The Social Security Retirement Estimator produces estimates that are based on your actual Social Security earnings record, but remember that retirement estimates are just that, estimates. The actual numbers will vary from the actual benefit you may receive in the future since:
- Your Social Security earnings record is constantly being updated
- The calculators use different parameters and assumptions
- Your actual future Social Security benefit will be adjusted for inflation
Here are MY estimated Social Security benefits:
At my current earnings rate, if I stop working and start receiving Social Security benefits…
At age 62, my monthly Social Security benefit will be about…$1,547.00.
At full retirement age (67 Years and 00 Month(s) for me), my monthly benefit will be about…$2,318.00.
At age 70, my monthly Social Security benefit will be about…$2,931.00.

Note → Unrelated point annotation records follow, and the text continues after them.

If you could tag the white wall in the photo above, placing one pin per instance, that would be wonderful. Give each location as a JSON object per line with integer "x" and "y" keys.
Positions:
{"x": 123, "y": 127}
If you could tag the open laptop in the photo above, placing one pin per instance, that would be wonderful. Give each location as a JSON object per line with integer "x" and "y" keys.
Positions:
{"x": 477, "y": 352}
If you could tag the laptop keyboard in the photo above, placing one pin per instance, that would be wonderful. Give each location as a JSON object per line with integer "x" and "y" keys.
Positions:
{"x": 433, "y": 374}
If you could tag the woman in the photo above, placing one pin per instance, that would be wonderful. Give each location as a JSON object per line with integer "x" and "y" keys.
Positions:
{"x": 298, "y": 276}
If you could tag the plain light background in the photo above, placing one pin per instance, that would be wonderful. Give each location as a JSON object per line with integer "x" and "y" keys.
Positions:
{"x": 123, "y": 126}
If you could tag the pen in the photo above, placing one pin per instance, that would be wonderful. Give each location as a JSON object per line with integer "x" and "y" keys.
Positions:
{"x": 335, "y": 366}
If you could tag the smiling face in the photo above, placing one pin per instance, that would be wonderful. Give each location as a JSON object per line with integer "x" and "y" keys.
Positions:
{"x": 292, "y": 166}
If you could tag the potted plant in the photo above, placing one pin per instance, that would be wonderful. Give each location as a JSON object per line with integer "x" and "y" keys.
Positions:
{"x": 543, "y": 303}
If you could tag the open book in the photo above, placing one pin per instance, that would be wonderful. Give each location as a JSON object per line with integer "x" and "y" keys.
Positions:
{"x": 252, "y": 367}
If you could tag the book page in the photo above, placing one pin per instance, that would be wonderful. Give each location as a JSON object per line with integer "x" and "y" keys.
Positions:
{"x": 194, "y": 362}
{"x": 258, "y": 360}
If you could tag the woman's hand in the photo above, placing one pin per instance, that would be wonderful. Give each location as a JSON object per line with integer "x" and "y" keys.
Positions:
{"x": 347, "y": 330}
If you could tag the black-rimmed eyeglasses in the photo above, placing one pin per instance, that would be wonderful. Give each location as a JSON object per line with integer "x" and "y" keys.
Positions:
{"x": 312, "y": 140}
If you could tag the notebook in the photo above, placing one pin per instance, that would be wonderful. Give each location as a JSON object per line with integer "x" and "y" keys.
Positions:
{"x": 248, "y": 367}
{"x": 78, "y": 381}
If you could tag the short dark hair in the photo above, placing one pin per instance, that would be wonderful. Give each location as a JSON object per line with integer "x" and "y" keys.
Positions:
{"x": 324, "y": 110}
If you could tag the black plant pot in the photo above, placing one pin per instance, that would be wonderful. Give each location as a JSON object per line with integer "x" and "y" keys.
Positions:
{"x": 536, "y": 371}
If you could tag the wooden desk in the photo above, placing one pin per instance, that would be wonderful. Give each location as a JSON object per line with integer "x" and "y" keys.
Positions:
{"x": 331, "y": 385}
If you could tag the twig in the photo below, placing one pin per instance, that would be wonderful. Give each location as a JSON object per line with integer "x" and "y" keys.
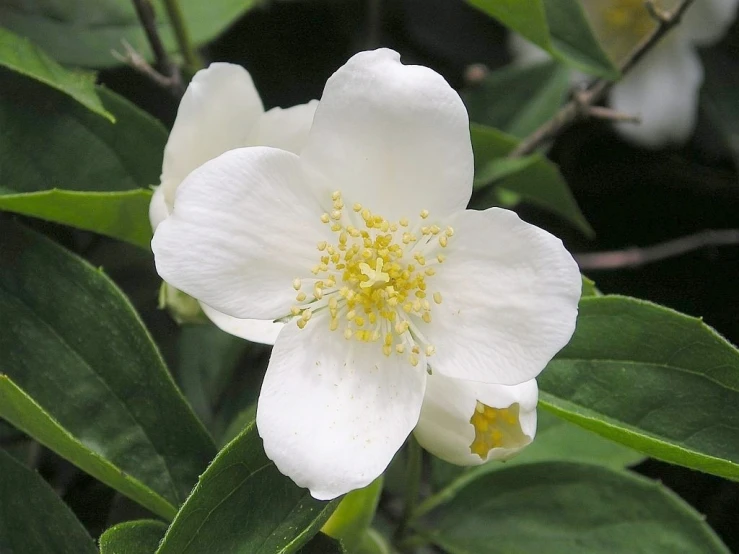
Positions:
{"x": 582, "y": 105}
{"x": 637, "y": 257}
{"x": 171, "y": 79}
{"x": 192, "y": 59}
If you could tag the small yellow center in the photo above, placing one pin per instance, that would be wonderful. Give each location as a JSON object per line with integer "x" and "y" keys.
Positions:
{"x": 373, "y": 280}
{"x": 619, "y": 24}
{"x": 495, "y": 428}
{"x": 629, "y": 16}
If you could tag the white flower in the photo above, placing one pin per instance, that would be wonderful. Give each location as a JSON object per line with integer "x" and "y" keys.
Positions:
{"x": 663, "y": 88}
{"x": 469, "y": 423}
{"x": 221, "y": 110}
{"x": 364, "y": 244}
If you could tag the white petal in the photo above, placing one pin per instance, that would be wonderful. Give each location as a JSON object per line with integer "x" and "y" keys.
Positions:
{"x": 264, "y": 331}
{"x": 217, "y": 113}
{"x": 286, "y": 129}
{"x": 333, "y": 412}
{"x": 158, "y": 209}
{"x": 509, "y": 299}
{"x": 392, "y": 137}
{"x": 706, "y": 21}
{"x": 444, "y": 428}
{"x": 663, "y": 90}
{"x": 243, "y": 227}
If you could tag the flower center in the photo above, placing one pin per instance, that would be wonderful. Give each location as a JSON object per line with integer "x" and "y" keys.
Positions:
{"x": 373, "y": 279}
{"x": 496, "y": 428}
{"x": 628, "y": 19}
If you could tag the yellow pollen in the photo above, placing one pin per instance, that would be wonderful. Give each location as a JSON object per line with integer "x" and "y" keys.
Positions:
{"x": 495, "y": 428}
{"x": 375, "y": 279}
{"x": 374, "y": 276}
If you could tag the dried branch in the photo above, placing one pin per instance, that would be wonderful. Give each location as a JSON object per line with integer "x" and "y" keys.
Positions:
{"x": 171, "y": 79}
{"x": 582, "y": 105}
{"x": 637, "y": 257}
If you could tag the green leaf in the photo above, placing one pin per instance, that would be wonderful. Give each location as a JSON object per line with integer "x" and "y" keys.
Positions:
{"x": 85, "y": 31}
{"x": 78, "y": 348}
{"x": 354, "y": 515}
{"x": 243, "y": 503}
{"x": 133, "y": 537}
{"x": 658, "y": 381}
{"x": 62, "y": 163}
{"x": 498, "y": 169}
{"x": 517, "y": 99}
{"x": 20, "y": 409}
{"x": 589, "y": 288}
{"x": 20, "y": 55}
{"x": 207, "y": 360}
{"x": 115, "y": 214}
{"x": 538, "y": 181}
{"x": 569, "y": 509}
{"x": 556, "y": 440}
{"x": 33, "y": 519}
{"x": 558, "y": 26}
{"x": 322, "y": 544}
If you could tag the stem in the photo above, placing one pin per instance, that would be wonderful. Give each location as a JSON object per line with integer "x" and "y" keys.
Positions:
{"x": 170, "y": 78}
{"x": 580, "y": 106}
{"x": 413, "y": 483}
{"x": 193, "y": 61}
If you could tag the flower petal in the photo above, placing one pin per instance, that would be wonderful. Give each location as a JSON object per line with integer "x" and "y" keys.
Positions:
{"x": 264, "y": 331}
{"x": 243, "y": 227}
{"x": 286, "y": 129}
{"x": 509, "y": 299}
{"x": 663, "y": 90}
{"x": 217, "y": 113}
{"x": 333, "y": 412}
{"x": 158, "y": 209}
{"x": 444, "y": 428}
{"x": 707, "y": 21}
{"x": 392, "y": 137}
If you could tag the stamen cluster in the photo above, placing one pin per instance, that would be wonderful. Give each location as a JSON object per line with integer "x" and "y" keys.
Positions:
{"x": 373, "y": 279}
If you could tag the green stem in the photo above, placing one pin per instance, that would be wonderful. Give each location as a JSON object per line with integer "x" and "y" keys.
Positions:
{"x": 193, "y": 61}
{"x": 413, "y": 483}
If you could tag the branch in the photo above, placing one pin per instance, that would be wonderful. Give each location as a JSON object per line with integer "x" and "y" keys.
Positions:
{"x": 171, "y": 79}
{"x": 637, "y": 257}
{"x": 582, "y": 105}
{"x": 192, "y": 59}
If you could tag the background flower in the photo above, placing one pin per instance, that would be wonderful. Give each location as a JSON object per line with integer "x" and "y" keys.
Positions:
{"x": 663, "y": 88}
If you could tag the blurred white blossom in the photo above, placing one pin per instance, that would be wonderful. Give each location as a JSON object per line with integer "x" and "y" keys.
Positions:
{"x": 663, "y": 88}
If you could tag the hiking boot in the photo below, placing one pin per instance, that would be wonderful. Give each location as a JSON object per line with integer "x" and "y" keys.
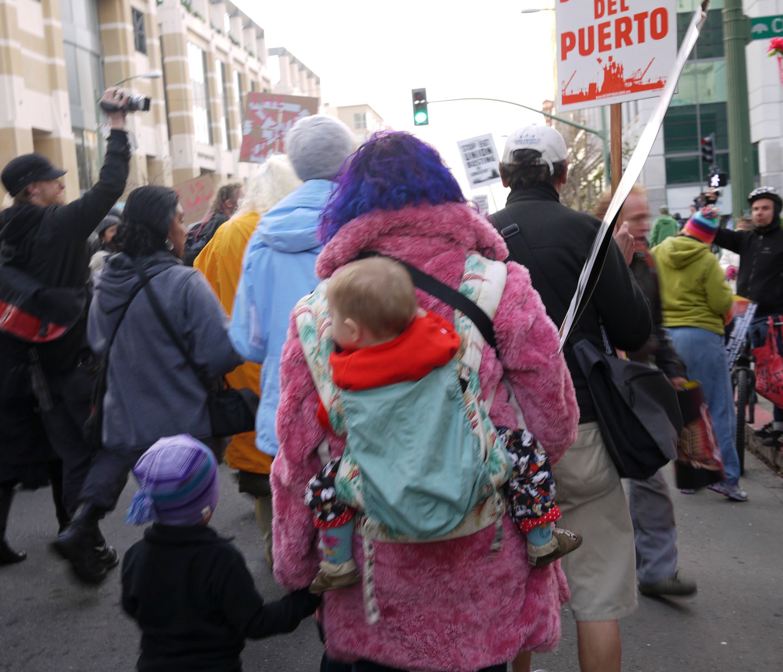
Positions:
{"x": 672, "y": 586}
{"x": 332, "y": 576}
{"x": 764, "y": 432}
{"x": 83, "y": 545}
{"x": 772, "y": 440}
{"x": 730, "y": 490}
{"x": 563, "y": 542}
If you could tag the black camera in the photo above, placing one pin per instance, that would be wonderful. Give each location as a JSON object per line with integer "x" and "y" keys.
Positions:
{"x": 133, "y": 104}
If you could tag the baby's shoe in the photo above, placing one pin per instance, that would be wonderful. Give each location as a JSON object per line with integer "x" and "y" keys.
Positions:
{"x": 562, "y": 543}
{"x": 332, "y": 576}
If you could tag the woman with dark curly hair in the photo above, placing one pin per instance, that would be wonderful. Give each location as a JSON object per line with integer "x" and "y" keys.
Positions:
{"x": 464, "y": 603}
{"x": 151, "y": 390}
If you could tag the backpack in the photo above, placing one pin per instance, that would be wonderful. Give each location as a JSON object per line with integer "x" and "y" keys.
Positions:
{"x": 459, "y": 486}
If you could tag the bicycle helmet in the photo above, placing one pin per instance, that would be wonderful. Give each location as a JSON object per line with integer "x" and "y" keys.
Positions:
{"x": 770, "y": 193}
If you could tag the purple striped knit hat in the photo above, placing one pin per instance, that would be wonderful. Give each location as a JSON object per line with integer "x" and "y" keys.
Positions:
{"x": 178, "y": 483}
{"x": 703, "y": 225}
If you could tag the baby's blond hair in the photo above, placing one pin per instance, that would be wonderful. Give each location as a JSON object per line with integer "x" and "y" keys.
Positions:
{"x": 377, "y": 293}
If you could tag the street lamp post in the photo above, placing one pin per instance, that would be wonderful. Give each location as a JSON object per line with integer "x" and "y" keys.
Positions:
{"x": 736, "y": 30}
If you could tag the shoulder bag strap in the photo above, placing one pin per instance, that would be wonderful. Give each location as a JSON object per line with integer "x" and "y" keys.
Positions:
{"x": 167, "y": 326}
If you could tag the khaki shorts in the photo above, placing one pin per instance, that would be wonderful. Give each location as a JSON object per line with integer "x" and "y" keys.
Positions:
{"x": 602, "y": 572}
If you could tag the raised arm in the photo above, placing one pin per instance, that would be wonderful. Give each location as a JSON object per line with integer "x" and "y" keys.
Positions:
{"x": 528, "y": 344}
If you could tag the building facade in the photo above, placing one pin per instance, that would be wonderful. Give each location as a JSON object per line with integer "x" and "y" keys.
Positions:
{"x": 195, "y": 59}
{"x": 675, "y": 172}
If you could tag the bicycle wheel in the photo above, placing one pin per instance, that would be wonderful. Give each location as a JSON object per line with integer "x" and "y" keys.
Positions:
{"x": 743, "y": 397}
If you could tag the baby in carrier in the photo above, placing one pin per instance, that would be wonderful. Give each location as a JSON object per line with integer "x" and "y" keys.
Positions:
{"x": 384, "y": 339}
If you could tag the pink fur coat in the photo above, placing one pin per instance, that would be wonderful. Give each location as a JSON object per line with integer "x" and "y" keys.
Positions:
{"x": 451, "y": 605}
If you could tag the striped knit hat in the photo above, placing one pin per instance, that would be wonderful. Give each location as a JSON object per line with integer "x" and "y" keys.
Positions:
{"x": 177, "y": 483}
{"x": 703, "y": 225}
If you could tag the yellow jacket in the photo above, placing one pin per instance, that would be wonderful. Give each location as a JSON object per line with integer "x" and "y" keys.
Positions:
{"x": 221, "y": 263}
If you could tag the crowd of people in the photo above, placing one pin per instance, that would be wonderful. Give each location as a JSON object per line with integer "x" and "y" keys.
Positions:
{"x": 427, "y": 466}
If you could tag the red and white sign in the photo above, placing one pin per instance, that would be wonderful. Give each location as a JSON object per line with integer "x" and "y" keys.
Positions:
{"x": 268, "y": 117}
{"x": 613, "y": 51}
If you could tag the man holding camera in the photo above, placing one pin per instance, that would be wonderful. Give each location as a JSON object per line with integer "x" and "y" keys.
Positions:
{"x": 46, "y": 391}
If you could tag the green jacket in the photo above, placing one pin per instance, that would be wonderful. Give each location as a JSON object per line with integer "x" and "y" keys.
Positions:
{"x": 663, "y": 228}
{"x": 694, "y": 292}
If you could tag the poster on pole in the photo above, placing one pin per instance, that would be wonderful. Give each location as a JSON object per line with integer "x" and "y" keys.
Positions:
{"x": 481, "y": 202}
{"x": 268, "y": 117}
{"x": 613, "y": 51}
{"x": 480, "y": 160}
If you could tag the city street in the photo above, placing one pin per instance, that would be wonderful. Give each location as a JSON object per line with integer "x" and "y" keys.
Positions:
{"x": 734, "y": 551}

So what does this mean? It means that if I save enough money to retire at 62 (assuming all is spent and disregarding inflation), the crossover point for me is at age 76 vs. retiring at 67. If I waited until 70 the crossover points are 78 vs retiring at 62 and 80 vs retiring at 67.
In other words, if I started receiving Social Security benefits at age 67 instead of 62, it would be about 15 years before it caught up with me. If I waited until 70, it would be 19 years compared to retiring at 62 and 11 years compared to retiring at 67.
Receiving my Social Security benefits 5 to 8 years sooner takes a while to catch up!
So what do I plan to do? Nothing. I’m 20 years away from being 62 and who knows what changes will be made to keep the Social Security system solvent?
Recommendation: Play with the calculator, but unless you’re very near to retirement, don’t sweat it. If you ARE nearing retirement, don’t rely on the Social Security website to make your decisions. Seek professional financial help as soon as possible.
Care to share your Social Security benefits?